I'm liking this movie more and more as I've had a chance to think about the poetry of it. Hong Sang-Soo has done something beautiful and lasting with In Another Country. Of course, having Isabelle Huppert as the star doesn't hurt.

Huppert embodies three different women named Ann, in three separate short stories. It all takes place in the sleepy beach town of Mohang. The supporting characters are mostly the same. But the circumstances change, sometimes only slightly. English is mostly spoken.

In the first story Ann is a French director staying a couple days with a Korean director friend and his pregnant wife.

In the second story Ann (wife of a businessman in Seoul) escapes to the beach town to have a tryst with as well-known Korean director.

In the third story Ann is taken to Mohang by her Korean professor woman friend to help her get over her husband leaving her for another woman, a Korean!

Other than the back-stories, not a whole lot happens in terms of plot. But the scenes unfold naturally, and with tremendous grace that they are almost painful to watch because the subtleties are just so right on.
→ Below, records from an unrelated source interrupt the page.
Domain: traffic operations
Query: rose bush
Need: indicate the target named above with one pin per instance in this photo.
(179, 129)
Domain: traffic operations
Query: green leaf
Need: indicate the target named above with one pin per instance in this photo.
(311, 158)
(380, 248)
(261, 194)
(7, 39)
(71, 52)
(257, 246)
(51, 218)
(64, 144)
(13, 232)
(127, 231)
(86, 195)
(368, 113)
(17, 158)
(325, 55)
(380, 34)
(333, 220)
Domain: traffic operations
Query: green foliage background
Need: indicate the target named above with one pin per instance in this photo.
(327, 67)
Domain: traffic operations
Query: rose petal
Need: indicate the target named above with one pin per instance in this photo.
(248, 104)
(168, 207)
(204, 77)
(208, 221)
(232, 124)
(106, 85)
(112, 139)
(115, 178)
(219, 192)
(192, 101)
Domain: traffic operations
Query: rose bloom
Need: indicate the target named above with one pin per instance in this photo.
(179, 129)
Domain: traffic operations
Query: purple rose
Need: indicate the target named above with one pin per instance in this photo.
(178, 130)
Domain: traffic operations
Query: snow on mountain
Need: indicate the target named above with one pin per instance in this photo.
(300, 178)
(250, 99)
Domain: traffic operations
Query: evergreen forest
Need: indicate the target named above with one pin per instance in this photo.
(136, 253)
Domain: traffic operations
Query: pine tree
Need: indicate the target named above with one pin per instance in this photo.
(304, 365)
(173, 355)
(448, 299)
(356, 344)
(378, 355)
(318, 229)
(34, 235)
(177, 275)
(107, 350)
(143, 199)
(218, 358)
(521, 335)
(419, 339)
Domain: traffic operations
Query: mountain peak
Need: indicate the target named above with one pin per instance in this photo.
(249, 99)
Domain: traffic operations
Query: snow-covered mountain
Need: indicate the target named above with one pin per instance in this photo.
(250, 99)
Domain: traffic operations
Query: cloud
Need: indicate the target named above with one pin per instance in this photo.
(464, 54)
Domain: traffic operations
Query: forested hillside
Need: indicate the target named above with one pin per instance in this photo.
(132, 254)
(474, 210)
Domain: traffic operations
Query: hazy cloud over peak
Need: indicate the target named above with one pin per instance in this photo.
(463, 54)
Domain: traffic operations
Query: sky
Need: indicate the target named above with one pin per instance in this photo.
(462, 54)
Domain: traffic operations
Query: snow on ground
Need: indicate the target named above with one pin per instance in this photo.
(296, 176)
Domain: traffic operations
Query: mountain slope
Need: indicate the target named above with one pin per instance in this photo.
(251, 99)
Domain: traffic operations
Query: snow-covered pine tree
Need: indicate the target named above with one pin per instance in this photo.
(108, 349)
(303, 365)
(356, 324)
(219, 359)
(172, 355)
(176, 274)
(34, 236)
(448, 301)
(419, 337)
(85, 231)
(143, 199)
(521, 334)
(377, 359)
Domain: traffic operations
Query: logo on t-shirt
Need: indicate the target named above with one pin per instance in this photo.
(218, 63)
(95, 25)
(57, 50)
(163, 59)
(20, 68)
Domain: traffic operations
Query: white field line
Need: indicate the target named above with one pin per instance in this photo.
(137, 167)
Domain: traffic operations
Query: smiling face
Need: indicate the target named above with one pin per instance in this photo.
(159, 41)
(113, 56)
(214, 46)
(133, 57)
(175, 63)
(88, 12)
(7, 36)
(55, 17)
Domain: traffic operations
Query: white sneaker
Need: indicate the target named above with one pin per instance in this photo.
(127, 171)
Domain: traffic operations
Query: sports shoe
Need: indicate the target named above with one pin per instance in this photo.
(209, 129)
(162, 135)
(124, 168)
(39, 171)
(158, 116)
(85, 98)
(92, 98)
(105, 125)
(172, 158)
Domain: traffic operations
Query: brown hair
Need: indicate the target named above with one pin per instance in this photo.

There's one scene in the final story, when Ann, her professor friend, the man and his pregnant wife are dining alfresco, drinking soju and eating bbq. The man is obviously very curious about this white horse. He sees that Ann can enjoy soju so he pours her more, but neglects the professor friend. And worse than that, he only clinks glasses with Ann. Both the professor and the wife notice this without revealing their ire. The moment is unbearably tense.

Hong and Huppert earnestly present three slices of what it means to be a foreigner that you don't need to be Korean, French, or American to feel that weight.